I am currently reading the HoTT book and came across exercise 3.14:
Show that assuming $\mathrm{LEM}$, the double negation $\neg \neg A$ has the same universal property as the propositional truncation $\| A \|$, and is therefore equivalent to it. Thus, under $\mathrm{LEM}$, the propositional truncation can be defined rather than taken as a separate type former.
The rules governing the truncation are:
Formation
- For every type A, $\|A\|$ is a type
Introduction
- For any $a:A$ we have $ |a| : \| A \|$.
- For any $x,y:\| A\|$, we have $x=y$.
Elimination resp. Recursion
- If $B$ is a mere proposition and we have $f:A\to B$, then there is an induced $g:\| A\| \to B$ such that $g(|a|) \equiv f(a)$ for all $a:A$.
My Problem
To proof the recursion principle for $\neg \neg A$ we first fix some $f:A\to B$ and then need to define $g:\neg\neg A\to B$. I don't know how to do that.
There are ways to use $\mathrm{lem:LEM}$, but I have no idea how to convert this terms (to assert judgemental equality), as $\mathrm{lem}$ is a primitive constant.
There is a solution in the Github folder HoTT/HoTT/contrib/HoTTBookExercises.v, that is programmed in Coq. Although I understood the argumentation I still don't see why it should be sufficient to proof $\neg\neg A \simeq \|A\|$ as we would end up with a propositional equality again.
I would really appreciate any help. Thanks in advance.
Best regards, Philipp
EDIT: I assume that $$\mathrm{LEM}=\mathrm{LEM}_{-1}=\prod_{A:\mathcal{U}}\mathrm{isprop}(A)\to A+\neg A. $$ just like the book does.
If what you're asking is whether $\neg\neg A$ has the same judgmental computation rule as $\Vert A \Vert$, then I think you're right that the answer is no.
To be precise, the exercise doesn't say to prove that $\neg\neg A$ has the same judgmental computation rule, or even the same induction principle, but the same universal property. The universal property of $\Vert A \Vert$ is unfortunately not stated in this section (it should be), but it appears as the $n=-1$ case of Lemma 7.3.3: for any mere proposition $B$, precomposition with $|-| : A \to \Vert A \Vert$ induces an equivalence
$$ (\Vert A\Vert \to B) \xrightarrow{\simeq} (A\to B).$$
This doesn't require a judgmental computation rule, and to say that $\neg \neg A$ has this same property is indeed the same as saying $\neg\neg A \simeq \Vert A \Vert$ (at least, assuming that $\Vert A \Vert$ exists).

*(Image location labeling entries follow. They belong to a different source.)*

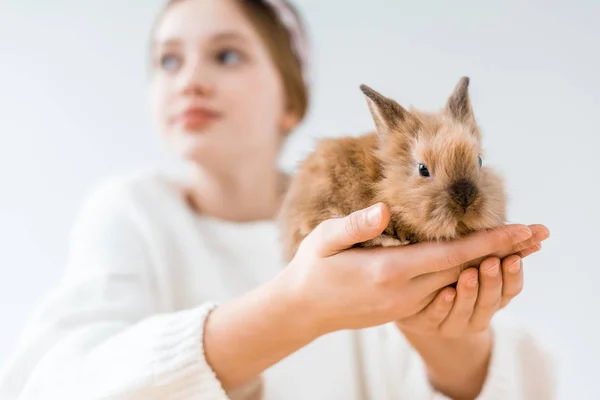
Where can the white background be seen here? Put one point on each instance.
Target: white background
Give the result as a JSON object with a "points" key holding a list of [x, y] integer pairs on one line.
{"points": [[73, 110]]}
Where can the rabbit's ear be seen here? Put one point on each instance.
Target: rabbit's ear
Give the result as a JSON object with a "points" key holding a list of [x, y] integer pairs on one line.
{"points": [[458, 105], [387, 114]]}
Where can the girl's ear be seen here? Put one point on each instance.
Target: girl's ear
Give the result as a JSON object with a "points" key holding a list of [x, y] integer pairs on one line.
{"points": [[288, 122]]}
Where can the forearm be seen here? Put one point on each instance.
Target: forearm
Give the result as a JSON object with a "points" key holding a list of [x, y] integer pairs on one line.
{"points": [[456, 367], [253, 332]]}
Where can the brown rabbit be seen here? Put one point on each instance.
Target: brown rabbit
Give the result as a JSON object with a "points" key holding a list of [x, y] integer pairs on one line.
{"points": [[426, 167]]}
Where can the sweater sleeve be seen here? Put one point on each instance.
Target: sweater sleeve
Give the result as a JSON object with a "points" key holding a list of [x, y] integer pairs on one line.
{"points": [[99, 334], [521, 367]]}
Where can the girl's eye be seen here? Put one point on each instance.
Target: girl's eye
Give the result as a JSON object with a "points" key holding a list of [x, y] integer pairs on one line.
{"points": [[229, 57], [170, 62]]}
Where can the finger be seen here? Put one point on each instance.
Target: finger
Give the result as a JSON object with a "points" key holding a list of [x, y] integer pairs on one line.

However, it's clearly unreasonable to expect the reader to make this distinction for themselves, especially without having mentioned this universal property, and also especially because Exercise 3.15 does have the judgmental computation rule (at least for the recursion principle). I will submit a fix to the phrasing of the exercise, thanks for pointing this out.
For what it's worth, the judgmental computation rule of propositional equality is not very useful, because the target is always a mere proposition so that all its points are typally (i.e. "propositionally") equal anyway. The main thing I know of that you can do with the judgmental computation rule that you can't do without it is Kraus's magic trick, which might not be regarded as a good thing.